Gilmore will join the likes of Grace Verbeke, Vera Koedooder, Lizzie Armitstead and fellow Australian Emma Mackie at the squad. The rider, who is contesting the Beijing Track World Cup this weekend, is expected to take part in the Women's Road World Cup series in addition to major women's races like Tour de L'Aude, women's Giro d'Italia, La Route De France, Trophee d'Or, Holland Ladies Tour, Tour Ardeche and the Tour de Toscana.
"I'm really excited about the early season European racing in April," said Gilmore. "The Dutch and Belgium one day races will definitely suit the strengths in our team, I'm especially looking forward to racing with Vera, Lizzie and Emma and getting to know the other Europeans on our team."
The 26-year-old joined the Flexpoint team in 2008 after the women's Giro d'Italia having left her former Menikini-Selle Italia squad.

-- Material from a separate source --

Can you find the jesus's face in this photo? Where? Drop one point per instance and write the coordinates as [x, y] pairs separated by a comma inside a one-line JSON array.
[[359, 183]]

A later parting of ways between Gilmore and the Dutch squad left Gilmore without a professional ride for the remainder of the season.
Gilmore isn't the only new addition to the Belgian squad, with the outfit set to ride Pinarello's Prince (Bianco) this season. The bike will be fitted with the latest Dura-Ace group set, Pinarello Tank 1K Cranks and MOst handlebars, stem and seat post.
Pan American Cycling Confederation held in Cuba
The Annual General Meeting of the Pan American Cycling Confederation (COPACI) was held in Havana, Cuba, last Saturday. On the agenda was the election of the COPACI president, where José Manuel Pelaez Rodriguez was confirmed. Pat McQuaid, the President of the International Cycling Union (UCI), also attended the meeting and spoke about the development of cycling in America.
McQuaid presented a four-year plan for the development of cycling on the American continent. He talked about the fight against doping and the UCI's latest initiative in this domain, the biological passport. The UCI was also represented by its Head of National Federations relations, Dominique Raymond and the UCI America Tour adviser, Pierre Hutsebaut.
Pelaez Rodriguez is also the Vice President of the UCI Management Committee. Several other Vice Presidents were elected. Steve McCauley (USA) for the North America region, Glauco Pinto (Costa Rica) – Central America, Trevor Bailey (VIN) – Caribbean and Luis Ramirez (Ecuador) – South America.